Over the winter months my lettuce leaf eating habits dwindle a bit, and my eye moves over to the more hearty greens. Wanting mouthfuls of roasted vegetables, pilaf based salads, or just warm side dishes in general. These delicate lettuce greens are still growing, and manage to still thrive even in the freezing weather. Those of you who are lettuce eaters through and through even may notice the leafs become a little more sweet and tender. This is actually true for all greens in the winter months: kales, spinach, and collards included.

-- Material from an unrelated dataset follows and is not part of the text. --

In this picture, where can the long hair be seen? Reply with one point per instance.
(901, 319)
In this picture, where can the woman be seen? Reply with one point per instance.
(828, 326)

This is true for because it is a mechanism for the plants to prevent themselves from freezing when the temperatures drop low. The sugars, that they pull from the roots, makes the water in their veins to have a lower freezing temperature and allows the plant to manage, and making their leaves taste that much more tasty!
Greens, in general, are packed full of phytochemicals, which are the color pigments of plants. As a rule of thumb the darker and multicolored varieties will tend to have these in higher concentrates. Chlorophyll, is the phytochemical that creates the green pigment and is what plants use to convert the suns energy into useful carbohydrates and oxygen, and strangely enough looks very similar to the oxygen carrying hemoglobin in our blood. Eating lots of chlorophyll rich foods will promote healthy blood, stimulate the immune system and also protect your body against daily doses of harmful radiation.
Enjoy them steamed, sauteed, dehydrated, raw, pureed, fresh and local.